2.1.1. Modeling of Chemical Compounds

To represent a chemical compound, we assume that each chemical element $a$ has a unique valence $val (a) \in [1, 4]$ and we use a hydrogen-suppressed model, because hydrogen atoms can be added at the final stage under the assumption. In the hydrogen-suppressed model, a chemical compound C is represented by a tuple $G = (H, α, β)$ of a simple, connected undirected graph H and functions $α : V (H) \to Λ$ and $β : E (H) \to [1, 3]$ , where $Λ$ is a set of non-hydrogen chemical elements such as C (carbon), O (oxygen), N (nitrogen), and so on. The set of atoms and the set of bonds in the compound C are represented by the vertex set $V (H)$ and the edge set $E (H)$ , respectively. The chemical element assigned to a vertex $v \in V (H)$ is represented by $α (v)$ and the bond-multiplicity between two adjacent vertices $u, v \in V (H)$ is represented by $β (e)$ of the edge $e = u v \in E (H)$ . We say that two tuples $(H_{i}, α_{i}, β_{i}), i = 1, 2$ are isomorphic if they admit an isomorphism $ϕ$ , i.e., a bijection $ϕ : V (H_{1}) \to V (H_{2})$ such that $u v \in E (H_{1}), α_{1} (u) = a, α_{1} (v) = b, β_{1} (u v) = m$ ↔ $ϕ (u) ϕ (v) \in E (H_{2}), α_{2} (ϕ (u)) = a, α_{2} (ϕ (v)) = b, β_{2} (ϕ (u) ϕ (v)) = m$ . When $H_{i}$ is rooted at a vertex $r_{i}, i = 1, 2$ , $(H_{i}, α_{i}, β_{i}), i = 1, 2$ are rooted-isomorphic (r-isomorphic) if they admit an isomorphism $ϕ$ such that $ϕ (r_{1}) = r_{2}$ . Chemical rooted trees $T_{1}$ and $T_{5}$ in Figure 2 are r-isomorphic.
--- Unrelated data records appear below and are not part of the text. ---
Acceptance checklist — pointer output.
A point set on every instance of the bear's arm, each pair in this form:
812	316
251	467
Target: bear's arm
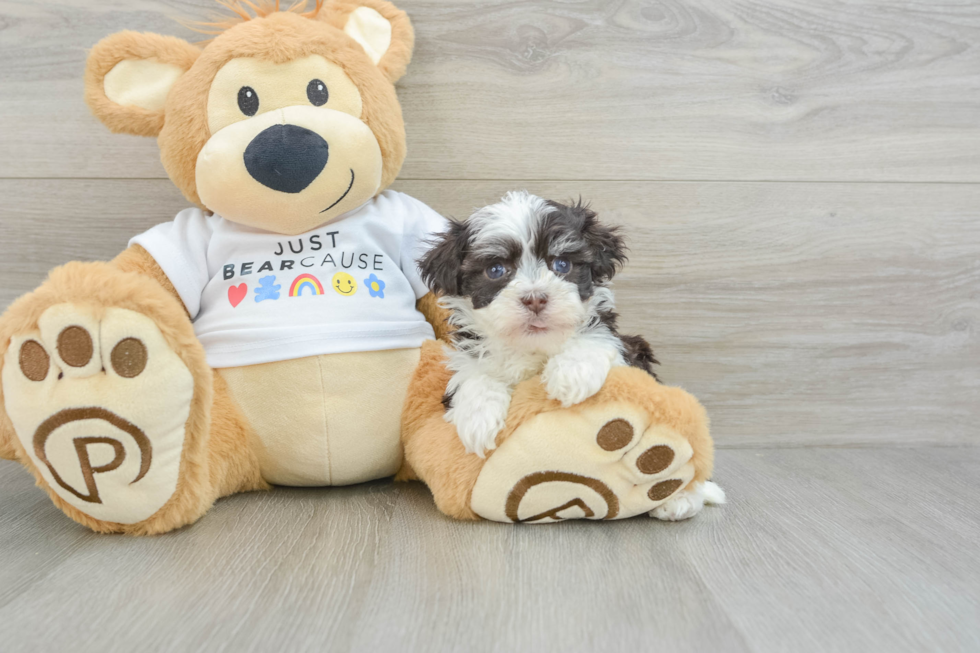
435	315
138	260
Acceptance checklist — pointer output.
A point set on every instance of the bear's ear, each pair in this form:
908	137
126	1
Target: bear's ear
128	77
381	28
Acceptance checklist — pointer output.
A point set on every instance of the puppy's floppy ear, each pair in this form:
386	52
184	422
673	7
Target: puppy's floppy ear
128	77
441	266
608	247
381	28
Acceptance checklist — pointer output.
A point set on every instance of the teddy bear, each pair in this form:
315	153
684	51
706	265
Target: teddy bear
278	332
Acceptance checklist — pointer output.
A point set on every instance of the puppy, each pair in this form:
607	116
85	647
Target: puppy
527	283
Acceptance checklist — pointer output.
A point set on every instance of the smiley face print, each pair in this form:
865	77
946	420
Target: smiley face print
344	284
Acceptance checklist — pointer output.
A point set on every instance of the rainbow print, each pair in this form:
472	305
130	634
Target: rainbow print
303	282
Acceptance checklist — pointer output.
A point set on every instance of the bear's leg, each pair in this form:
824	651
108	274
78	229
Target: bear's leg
109	402
633	448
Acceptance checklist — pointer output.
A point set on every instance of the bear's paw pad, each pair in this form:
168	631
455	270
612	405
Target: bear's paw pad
100	406
602	462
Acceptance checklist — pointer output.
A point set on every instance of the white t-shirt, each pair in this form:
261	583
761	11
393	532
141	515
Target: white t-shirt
257	297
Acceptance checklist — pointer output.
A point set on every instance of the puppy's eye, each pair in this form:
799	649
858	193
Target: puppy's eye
496	271
248	100
317	92
561	266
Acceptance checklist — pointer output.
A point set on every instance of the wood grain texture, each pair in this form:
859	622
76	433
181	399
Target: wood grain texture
632	89
799	313
819	550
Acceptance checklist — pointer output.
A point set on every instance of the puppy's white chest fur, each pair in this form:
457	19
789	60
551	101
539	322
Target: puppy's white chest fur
526	283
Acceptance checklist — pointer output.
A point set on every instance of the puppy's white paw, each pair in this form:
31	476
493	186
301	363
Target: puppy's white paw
690	502
479	412
573	378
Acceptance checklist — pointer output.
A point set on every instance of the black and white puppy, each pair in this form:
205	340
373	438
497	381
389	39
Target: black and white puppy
526	280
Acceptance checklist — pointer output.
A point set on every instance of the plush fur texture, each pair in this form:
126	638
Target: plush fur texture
527	284
131	45
434	454
214	461
277	37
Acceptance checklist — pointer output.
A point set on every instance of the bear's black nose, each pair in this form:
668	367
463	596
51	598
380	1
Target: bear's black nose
286	158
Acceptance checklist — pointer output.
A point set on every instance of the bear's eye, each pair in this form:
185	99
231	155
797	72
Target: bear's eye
317	92
248	100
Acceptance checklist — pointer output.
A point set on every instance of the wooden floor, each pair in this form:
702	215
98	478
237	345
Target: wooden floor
821	549
800	185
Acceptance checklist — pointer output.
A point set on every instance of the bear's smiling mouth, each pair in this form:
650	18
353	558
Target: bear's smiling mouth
349	186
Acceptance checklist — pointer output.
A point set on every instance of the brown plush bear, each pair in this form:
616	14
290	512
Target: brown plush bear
271	335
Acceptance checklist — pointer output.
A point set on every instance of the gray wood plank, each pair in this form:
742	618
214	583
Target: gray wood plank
782	89
799	313
819	550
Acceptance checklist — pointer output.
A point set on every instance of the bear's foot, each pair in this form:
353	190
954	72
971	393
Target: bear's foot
688	503
596	461
99	402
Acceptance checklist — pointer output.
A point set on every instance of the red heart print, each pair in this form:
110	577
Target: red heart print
237	293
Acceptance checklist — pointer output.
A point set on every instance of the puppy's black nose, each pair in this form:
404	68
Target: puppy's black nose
535	303
286	158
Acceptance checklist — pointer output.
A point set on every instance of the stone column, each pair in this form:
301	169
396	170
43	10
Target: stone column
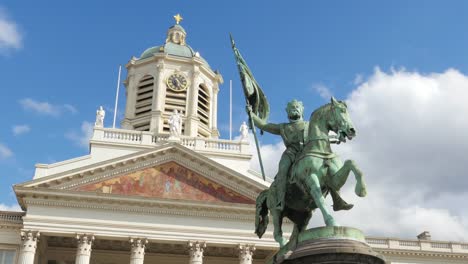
29	241
214	112
245	254
159	97
83	251
196	252
138	250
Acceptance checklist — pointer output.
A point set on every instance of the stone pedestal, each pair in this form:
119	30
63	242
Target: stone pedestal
329	245
196	252
83	250
138	250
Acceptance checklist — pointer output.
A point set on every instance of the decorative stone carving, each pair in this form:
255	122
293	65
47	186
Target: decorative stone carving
244	129
138	250
29	241
245	254
100	114
196	252
83	251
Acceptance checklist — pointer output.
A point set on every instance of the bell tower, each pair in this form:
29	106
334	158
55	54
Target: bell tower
172	77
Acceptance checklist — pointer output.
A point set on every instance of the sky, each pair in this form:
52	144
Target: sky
401	66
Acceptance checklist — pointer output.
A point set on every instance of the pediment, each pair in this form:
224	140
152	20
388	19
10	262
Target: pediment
167	181
169	172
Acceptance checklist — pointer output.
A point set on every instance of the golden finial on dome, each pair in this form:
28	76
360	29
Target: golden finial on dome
178	18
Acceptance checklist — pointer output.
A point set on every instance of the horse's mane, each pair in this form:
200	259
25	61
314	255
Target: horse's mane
320	113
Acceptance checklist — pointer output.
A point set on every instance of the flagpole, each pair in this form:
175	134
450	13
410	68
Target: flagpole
252	126
249	112
230	109
117	96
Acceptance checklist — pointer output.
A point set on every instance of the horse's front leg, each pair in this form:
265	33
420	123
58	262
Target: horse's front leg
340	172
277	223
313	184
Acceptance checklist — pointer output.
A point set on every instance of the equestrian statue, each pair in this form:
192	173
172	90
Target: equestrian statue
308	169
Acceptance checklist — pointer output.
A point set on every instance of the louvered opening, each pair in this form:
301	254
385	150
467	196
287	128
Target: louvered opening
144	97
144	101
203	108
142	126
174	100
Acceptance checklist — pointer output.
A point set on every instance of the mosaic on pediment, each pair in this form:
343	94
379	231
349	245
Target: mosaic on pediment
167	181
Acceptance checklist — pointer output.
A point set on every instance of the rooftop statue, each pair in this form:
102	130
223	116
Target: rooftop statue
175	124
100	114
308	170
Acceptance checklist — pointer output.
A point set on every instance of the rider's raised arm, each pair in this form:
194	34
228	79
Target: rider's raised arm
268	127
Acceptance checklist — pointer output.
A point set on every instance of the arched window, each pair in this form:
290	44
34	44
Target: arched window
144	100
203	111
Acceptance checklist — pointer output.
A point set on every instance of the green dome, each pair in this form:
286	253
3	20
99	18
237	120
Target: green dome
175	45
171	49
177	27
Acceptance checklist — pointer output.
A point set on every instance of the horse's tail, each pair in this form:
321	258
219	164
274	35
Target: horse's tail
261	213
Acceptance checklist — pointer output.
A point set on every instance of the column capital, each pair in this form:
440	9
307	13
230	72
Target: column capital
85	243
138	246
160	67
29	240
245	253
196	249
138	242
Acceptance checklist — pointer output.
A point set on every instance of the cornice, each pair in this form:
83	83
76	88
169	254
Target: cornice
134	204
421	253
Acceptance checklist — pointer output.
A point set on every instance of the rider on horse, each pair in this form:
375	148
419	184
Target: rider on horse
294	135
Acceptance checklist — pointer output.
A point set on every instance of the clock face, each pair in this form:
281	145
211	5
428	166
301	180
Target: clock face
177	82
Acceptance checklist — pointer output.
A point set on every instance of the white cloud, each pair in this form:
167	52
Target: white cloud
358	79
11	207
70	108
46	108
271	154
323	91
10	37
5	152
82	138
412	147
20	129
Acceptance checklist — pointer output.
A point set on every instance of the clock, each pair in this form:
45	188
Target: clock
177	82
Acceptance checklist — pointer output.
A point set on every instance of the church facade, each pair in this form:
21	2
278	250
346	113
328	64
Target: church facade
164	188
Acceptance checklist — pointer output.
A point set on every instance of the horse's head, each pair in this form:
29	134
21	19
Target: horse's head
340	122
295	110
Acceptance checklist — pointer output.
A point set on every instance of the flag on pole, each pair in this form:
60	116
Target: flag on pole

Associated with the two functions $α$ and $β$ in a tuple $G = (H, α, β)$ , we introduce the following functions: $β_{G} : V (H) \to [0, 12]$ , $ac : V (E) \to Λ \times Λ \times [1, 3]$ , $cs : V (E) \to Λ \times [1, 4]$ , and $ec : V (E) \to (Λ \times [1, 4]) \times (Λ \times [1, 4]) \times [1, 3]$ .

For a notational convenience, we use a function $β_{G} : V (H) \to [0, 4]$ such that $β_{G} (u)$ means the sum of bond-multiplicities of edges incident to a vertex u, i.e.,

β_{G} (u) ≜ \sum_{u v \in E (H)} β (u v) for each vertex u \in V (H) .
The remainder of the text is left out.